Amicus Productions was a British film production company active in the 1960s and 1970s. It is best known for its genre pictures, particularly in the genres of horror and science fiction.
The science fiction films included two movies based on the then-new hit series Doctor Who: Dr. Who and the Daleks and Daleks' Invasion Earth: 2150 A.D.. They also made three films based on the works of Edgar Rice Burroughs, specifically The Land That Time Forgot and its sequel, The People That Time Forgot, and At the Earth's Core.
The horror films are often Wrongfully Attributed to the older and more famous Hammer Studios, with which they share some directors and stars (including Christopher Lee and Peter Cushing). Two points of distinction are that Amicus tended to set its films in the present day (as opposed to Hammer's Gothic historicals) and many of Amicus' horror films are Anthology Films, with a Framing Device binding together three or four shorter stories. Two anthology films were adaptions of stories from the American horror comics published by EC Comics. Writer Robert Bloch wrote many screenplays for Amicus, often adapting his own short stories, and joshed in his autobiography that "Amicus was Latin for 'no budget'."note
Amicus Productions with their own trope pages include:
- And Now the Screaming Starts! (1973)
- Asylum (1972)
- The Beast Must Die (1974)
- Daleks' Invasion Earth: 2150 A.D. (1966)
- The Deadly Bees (1966)
- Dr. Terror's House of Horrors (1965)
- Dr.
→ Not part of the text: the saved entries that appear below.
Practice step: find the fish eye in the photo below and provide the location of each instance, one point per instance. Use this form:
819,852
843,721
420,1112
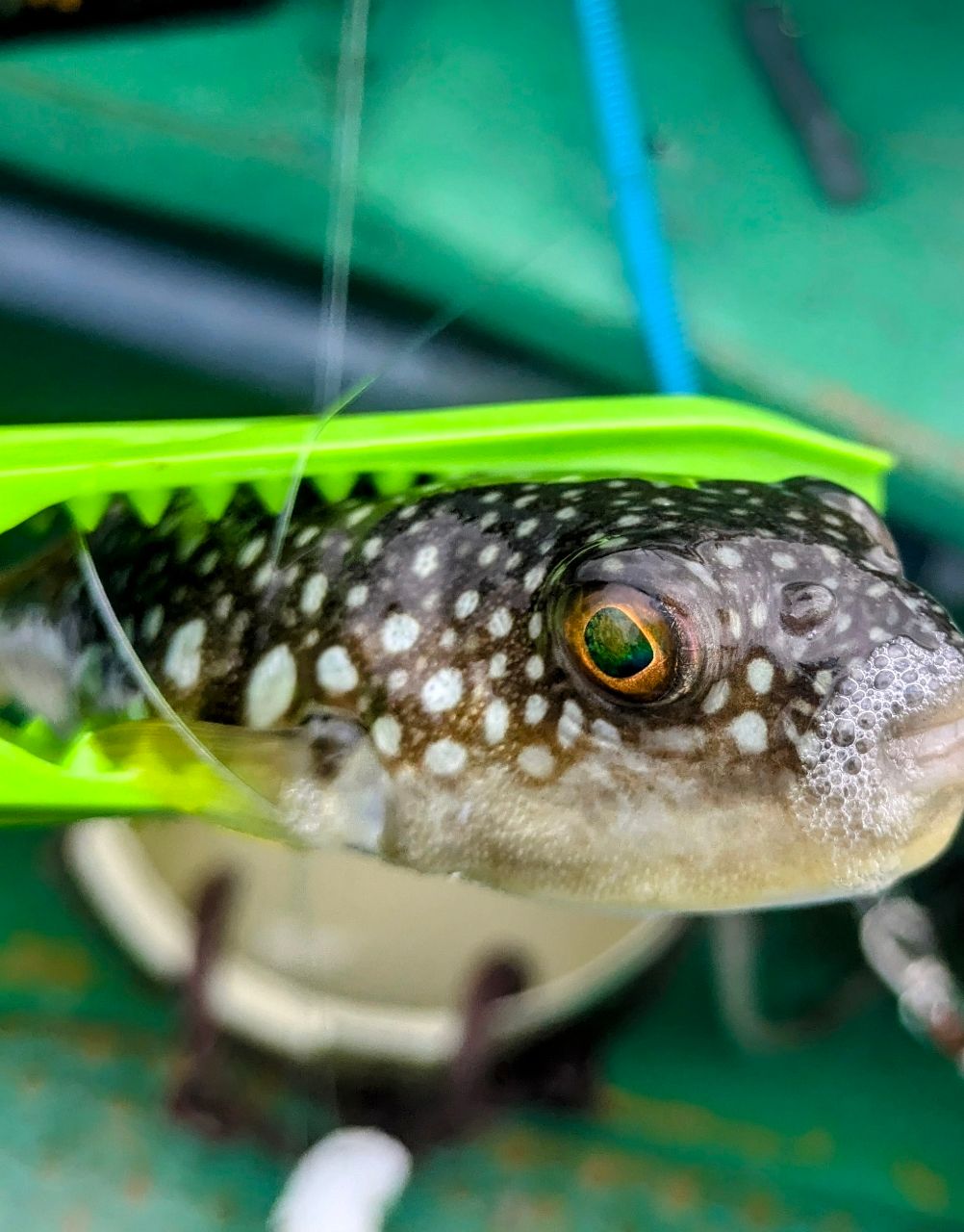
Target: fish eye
622,639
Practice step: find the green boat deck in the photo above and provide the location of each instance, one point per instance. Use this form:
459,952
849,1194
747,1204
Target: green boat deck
857,1132
480,186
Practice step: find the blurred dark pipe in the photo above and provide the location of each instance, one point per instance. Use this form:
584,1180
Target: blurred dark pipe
227,323
66,18
826,144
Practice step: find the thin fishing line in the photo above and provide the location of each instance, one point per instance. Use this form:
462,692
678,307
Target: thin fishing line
329,370
122,642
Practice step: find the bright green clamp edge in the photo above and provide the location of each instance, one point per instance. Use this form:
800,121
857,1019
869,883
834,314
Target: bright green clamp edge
83,467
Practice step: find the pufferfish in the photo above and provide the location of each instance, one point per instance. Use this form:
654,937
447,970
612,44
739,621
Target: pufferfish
607,691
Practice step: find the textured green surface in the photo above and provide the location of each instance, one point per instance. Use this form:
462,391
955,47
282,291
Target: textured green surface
480,186
859,1131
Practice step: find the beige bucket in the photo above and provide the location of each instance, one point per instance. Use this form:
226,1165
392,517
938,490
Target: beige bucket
339,955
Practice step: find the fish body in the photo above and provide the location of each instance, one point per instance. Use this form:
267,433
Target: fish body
613,691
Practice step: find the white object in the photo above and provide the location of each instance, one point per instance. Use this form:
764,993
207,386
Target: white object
346,1183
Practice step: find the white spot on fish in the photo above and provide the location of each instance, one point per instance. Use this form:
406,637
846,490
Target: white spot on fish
497,665
466,603
399,632
313,594
443,690
495,722
335,672
426,561
271,687
533,577
444,757
183,660
748,732
760,676
500,623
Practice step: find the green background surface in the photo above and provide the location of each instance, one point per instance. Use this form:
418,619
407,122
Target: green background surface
479,186
858,1131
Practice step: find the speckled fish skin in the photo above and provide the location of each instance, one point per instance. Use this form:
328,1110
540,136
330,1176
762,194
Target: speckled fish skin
810,747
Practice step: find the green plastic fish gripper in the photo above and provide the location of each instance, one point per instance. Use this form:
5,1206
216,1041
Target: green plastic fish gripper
678,439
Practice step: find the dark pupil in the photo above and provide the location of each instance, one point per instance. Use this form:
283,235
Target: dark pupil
617,645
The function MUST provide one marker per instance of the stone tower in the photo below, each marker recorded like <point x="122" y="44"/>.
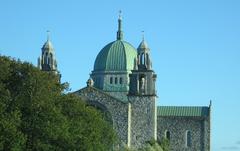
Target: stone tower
<point x="47" y="61"/>
<point x="113" y="65"/>
<point x="142" y="95"/>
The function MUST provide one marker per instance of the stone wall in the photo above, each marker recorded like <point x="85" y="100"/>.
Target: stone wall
<point x="178" y="126"/>
<point x="143" y="119"/>
<point x="117" y="109"/>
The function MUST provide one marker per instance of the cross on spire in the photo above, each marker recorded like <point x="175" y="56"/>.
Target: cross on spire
<point x="48" y="35"/>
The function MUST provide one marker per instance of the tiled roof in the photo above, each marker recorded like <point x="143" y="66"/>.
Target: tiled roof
<point x="193" y="111"/>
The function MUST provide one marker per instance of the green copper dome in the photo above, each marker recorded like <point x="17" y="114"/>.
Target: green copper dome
<point x="116" y="56"/>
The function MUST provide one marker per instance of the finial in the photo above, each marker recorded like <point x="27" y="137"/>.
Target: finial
<point x="48" y="35"/>
<point x="210" y="104"/>
<point x="90" y="82"/>
<point x="119" y="32"/>
<point x="120" y="14"/>
<point x="143" y="35"/>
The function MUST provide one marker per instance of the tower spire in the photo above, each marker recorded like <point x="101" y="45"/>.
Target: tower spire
<point x="48" y="35"/>
<point x="142" y="35"/>
<point x="119" y="32"/>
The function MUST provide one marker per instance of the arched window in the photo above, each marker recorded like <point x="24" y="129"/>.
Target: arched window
<point x="167" y="135"/>
<point x="120" y="80"/>
<point x="111" y="80"/>
<point x="188" y="139"/>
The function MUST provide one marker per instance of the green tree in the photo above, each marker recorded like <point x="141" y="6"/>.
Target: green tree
<point x="37" y="115"/>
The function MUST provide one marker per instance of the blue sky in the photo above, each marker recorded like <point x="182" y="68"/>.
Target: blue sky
<point x="195" y="47"/>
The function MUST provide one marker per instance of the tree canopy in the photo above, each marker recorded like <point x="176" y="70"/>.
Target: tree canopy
<point x="35" y="114"/>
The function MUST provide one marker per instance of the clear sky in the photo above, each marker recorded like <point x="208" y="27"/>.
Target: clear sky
<point x="195" y="47"/>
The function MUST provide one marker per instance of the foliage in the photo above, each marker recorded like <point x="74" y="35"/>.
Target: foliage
<point x="35" y="114"/>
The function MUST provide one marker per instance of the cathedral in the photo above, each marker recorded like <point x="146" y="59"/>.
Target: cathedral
<point x="122" y="86"/>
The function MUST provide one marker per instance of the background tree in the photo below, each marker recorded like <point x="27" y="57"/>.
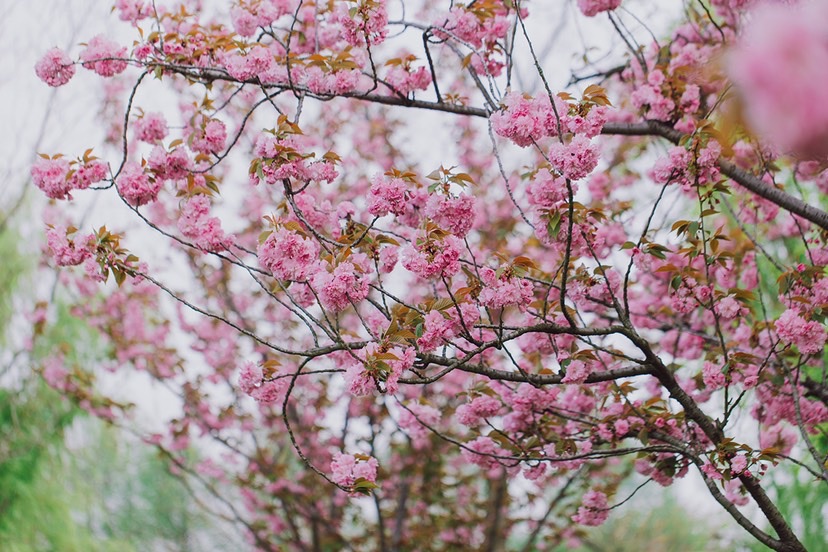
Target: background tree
<point x="470" y="329"/>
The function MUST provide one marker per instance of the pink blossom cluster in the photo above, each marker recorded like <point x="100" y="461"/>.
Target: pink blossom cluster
<point x="345" y="284"/>
<point x="57" y="177"/>
<point x="483" y="452"/>
<point x="454" y="214"/>
<point x="577" y="371"/>
<point x="55" y="68"/>
<point x="132" y="10"/>
<point x="151" y="127"/>
<point x="591" y="8"/>
<point x="484" y="32"/>
<point x="136" y="186"/>
<point x="433" y="258"/>
<point x="546" y="190"/>
<point x="253" y="383"/>
<point x="249" y="15"/>
<point x="713" y="376"/>
<point x="682" y="167"/>
<point x="525" y="120"/>
<point x="808" y="336"/>
<point x="386" y="195"/>
<point x="364" y="22"/>
<point x="68" y="252"/>
<point x="650" y="99"/>
<point x="403" y="79"/>
<point x="576" y="159"/>
<point x="282" y="158"/>
<point x="258" y="63"/>
<point x="364" y="377"/>
<point x="480" y="408"/>
<point x="777" y="64"/>
<point x="320" y="81"/>
<point x="505" y="290"/>
<point x="197" y="225"/>
<point x="289" y="256"/>
<point x="414" y="420"/>
<point x="346" y="469"/>
<point x="105" y="57"/>
<point x="594" y="510"/>
<point x="208" y="137"/>
<point x="170" y="165"/>
<point x="441" y="326"/>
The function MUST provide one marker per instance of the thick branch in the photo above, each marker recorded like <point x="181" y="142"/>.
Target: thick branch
<point x="776" y="196"/>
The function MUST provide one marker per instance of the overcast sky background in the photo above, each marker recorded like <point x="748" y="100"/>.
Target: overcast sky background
<point x="68" y="113"/>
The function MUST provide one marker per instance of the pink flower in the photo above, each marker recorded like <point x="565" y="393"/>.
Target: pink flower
<point x="137" y="187"/>
<point x="348" y="470"/>
<point x="55" y="68"/>
<point x="432" y="258"/>
<point x="505" y="290"/>
<point x="151" y="128"/>
<point x="413" y="420"/>
<point x="471" y="414"/>
<point x="65" y="251"/>
<point x="132" y="10"/>
<point x="387" y="195"/>
<point x="50" y="175"/>
<point x="738" y="464"/>
<point x="196" y="224"/>
<point x="546" y="190"/>
<point x="778" y="63"/>
<point x="594" y="510"/>
<point x="713" y="376"/>
<point x="526" y="120"/>
<point x="404" y="80"/>
<point x="808" y="336"/>
<point x="378" y="369"/>
<point x="591" y="8"/>
<point x="288" y="255"/>
<point x="252" y="382"/>
<point x="577" y="371"/>
<point x="441" y="326"/>
<point x="728" y="308"/>
<point x="250" y="377"/>
<point x="209" y="138"/>
<point x="173" y="165"/>
<point x="363" y="22"/>
<point x="455" y="214"/>
<point x="576" y="159"/>
<point x="104" y="57"/>
<point x="483" y="452"/>
<point x="339" y="288"/>
<point x="388" y="258"/>
<point x="244" y="22"/>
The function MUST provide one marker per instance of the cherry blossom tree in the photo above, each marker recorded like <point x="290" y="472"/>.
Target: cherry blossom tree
<point x="407" y="289"/>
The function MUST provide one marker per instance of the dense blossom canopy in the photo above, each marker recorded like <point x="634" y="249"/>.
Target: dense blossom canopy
<point x="373" y="250"/>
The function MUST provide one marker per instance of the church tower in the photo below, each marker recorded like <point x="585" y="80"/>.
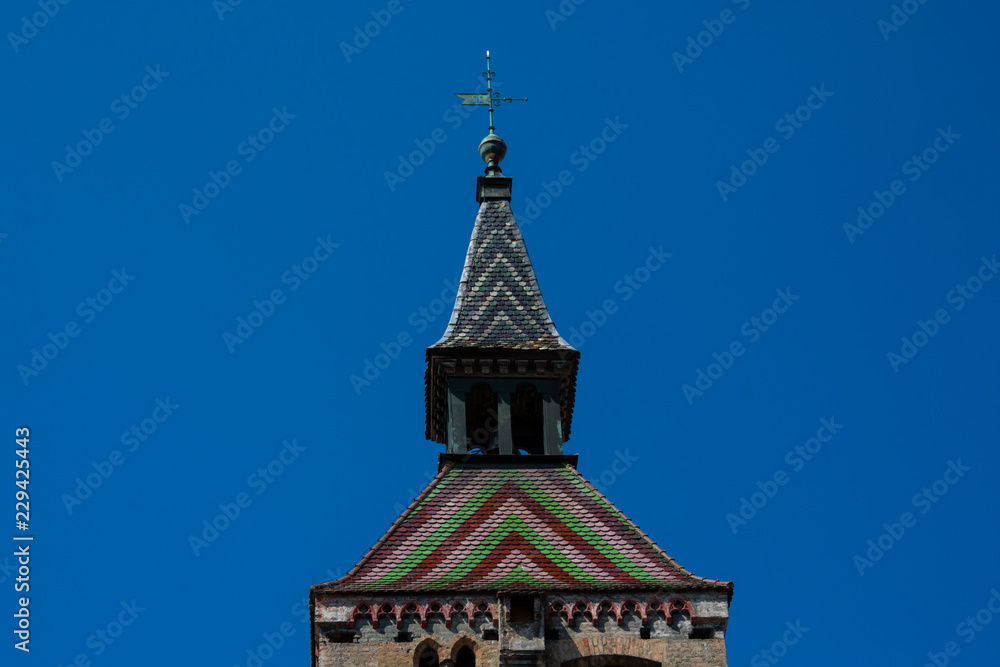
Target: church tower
<point x="509" y="556"/>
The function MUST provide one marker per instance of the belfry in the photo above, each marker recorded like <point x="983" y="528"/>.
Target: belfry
<point x="509" y="556"/>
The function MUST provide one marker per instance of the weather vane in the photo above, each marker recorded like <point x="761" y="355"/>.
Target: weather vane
<point x="492" y="149"/>
<point x="490" y="98"/>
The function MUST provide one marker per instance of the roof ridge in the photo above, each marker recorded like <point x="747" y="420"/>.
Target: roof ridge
<point x="393" y="527"/>
<point x="587" y="542"/>
<point x="656" y="547"/>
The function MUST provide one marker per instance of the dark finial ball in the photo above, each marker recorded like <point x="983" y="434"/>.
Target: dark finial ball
<point x="492" y="149"/>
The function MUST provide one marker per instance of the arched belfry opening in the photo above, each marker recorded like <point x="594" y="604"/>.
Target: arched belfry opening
<point x="481" y="423"/>
<point x="527" y="424"/>
<point x="504" y="416"/>
<point x="427" y="657"/>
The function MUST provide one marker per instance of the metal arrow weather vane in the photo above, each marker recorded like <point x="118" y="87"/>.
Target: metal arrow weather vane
<point x="489" y="98"/>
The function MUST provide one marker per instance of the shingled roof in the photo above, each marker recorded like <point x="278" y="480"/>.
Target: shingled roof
<point x="501" y="527"/>
<point x="499" y="304"/>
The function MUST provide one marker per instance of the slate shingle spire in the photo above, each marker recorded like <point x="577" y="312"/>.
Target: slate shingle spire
<point x="501" y="380"/>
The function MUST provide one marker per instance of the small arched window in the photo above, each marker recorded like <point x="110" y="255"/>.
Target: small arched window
<point x="466" y="657"/>
<point x="428" y="658"/>
<point x="526" y="421"/>
<point x="481" y="420"/>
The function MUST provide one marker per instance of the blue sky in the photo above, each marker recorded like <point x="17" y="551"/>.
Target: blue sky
<point x="822" y="177"/>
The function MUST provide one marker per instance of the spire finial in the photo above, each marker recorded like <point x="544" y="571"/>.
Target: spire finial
<point x="492" y="149"/>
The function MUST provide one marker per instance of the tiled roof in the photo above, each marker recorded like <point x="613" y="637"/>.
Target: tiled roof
<point x="479" y="527"/>
<point x="499" y="304"/>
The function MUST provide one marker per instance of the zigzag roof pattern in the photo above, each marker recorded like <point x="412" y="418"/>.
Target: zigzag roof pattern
<point x="499" y="304"/>
<point x="521" y="526"/>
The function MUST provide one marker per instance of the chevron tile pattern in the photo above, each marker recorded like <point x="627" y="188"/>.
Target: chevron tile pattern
<point x="514" y="526"/>
<point x="499" y="304"/>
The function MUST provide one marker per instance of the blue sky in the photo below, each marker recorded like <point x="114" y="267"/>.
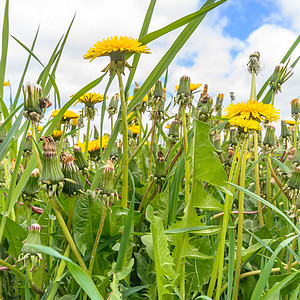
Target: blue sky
<point x="216" y="54"/>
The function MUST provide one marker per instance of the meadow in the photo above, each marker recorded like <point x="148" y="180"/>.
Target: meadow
<point x="200" y="204"/>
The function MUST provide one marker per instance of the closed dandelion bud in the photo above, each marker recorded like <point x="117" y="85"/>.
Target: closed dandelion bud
<point x="184" y="95"/>
<point x="232" y="97"/>
<point x="80" y="159"/>
<point x="229" y="157"/>
<point x="108" y="178"/>
<point x="96" y="133"/>
<point x="173" y="135"/>
<point x="270" y="139"/>
<point x="218" y="106"/>
<point x="27" y="149"/>
<point x="2" y="133"/>
<point x="34" y="102"/>
<point x="56" y="134"/>
<point x="52" y="174"/>
<point x="29" y="254"/>
<point x="254" y="64"/>
<point x="32" y="186"/>
<point x="2" y="176"/>
<point x="295" y="108"/>
<point x="232" y="137"/>
<point x="71" y="171"/>
<point x="160" y="169"/>
<point x="157" y="94"/>
<point x="113" y="105"/>
<point x="296" y="157"/>
<point x="294" y="182"/>
<point x="285" y="133"/>
<point x="217" y="141"/>
<point x="114" y="153"/>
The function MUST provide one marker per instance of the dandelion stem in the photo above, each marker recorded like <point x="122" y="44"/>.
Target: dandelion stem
<point x="125" y="143"/>
<point x="35" y="150"/>
<point x="94" y="251"/>
<point x="256" y="176"/>
<point x="240" y="225"/>
<point x="87" y="137"/>
<point x="67" y="234"/>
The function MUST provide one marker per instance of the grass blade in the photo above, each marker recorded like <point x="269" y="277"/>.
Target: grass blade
<point x="5" y="30"/>
<point x="259" y="288"/>
<point x="25" y="70"/>
<point x="79" y="275"/>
Who and the Daleks (1965)
- From Beyond the Grave (1974)
- The House That Dripped Blood (1971)
- I, Monster (1971)
- The Land That Time Forgot (1975)
- Madhouse (1974)
- The People That Time Forgot (1977)
- Scream and Scream Again (1970)
- Tales from the Crypt (1972)
- Torture Garden (1968)
- Vault of Horror (1973)
Other Amicus Productions provide examples of:
- Cake Toppers: A wedding cake topper is used for Sympathetic Magic in From Beyond the Grave (1973).
- The Fourth Wall Will Not Protect You: Several of the anthology films end with the narrator character addressing the audience directly.
- The Little Shop That Wasn't There Yesterday: In the anthology film From Beyond the Grave, the linking premise is that each of the stories involves an object bought from a mysterious shop owned by Peter Cushing.
- Man-Eating Plant: In the adaptation of At the Earth's Core, a man-eating plant makes a brief appearance, interrupting a fight scene between the hero and an adversary. Needless to say, even though the two men had been trying to kill each other only minutes before, the hero saves his opponent from the clutches of the carnivorous creeping vine, and the two become fast friends, joining forces to defeat the evil Mahars that rule the underground world.
- Soul Jar: The titular door of From Beyond The Grave, used by an evil, ghostly sorcerer to collect souls. His latest victims, however, manage to destroy the door, ending his life.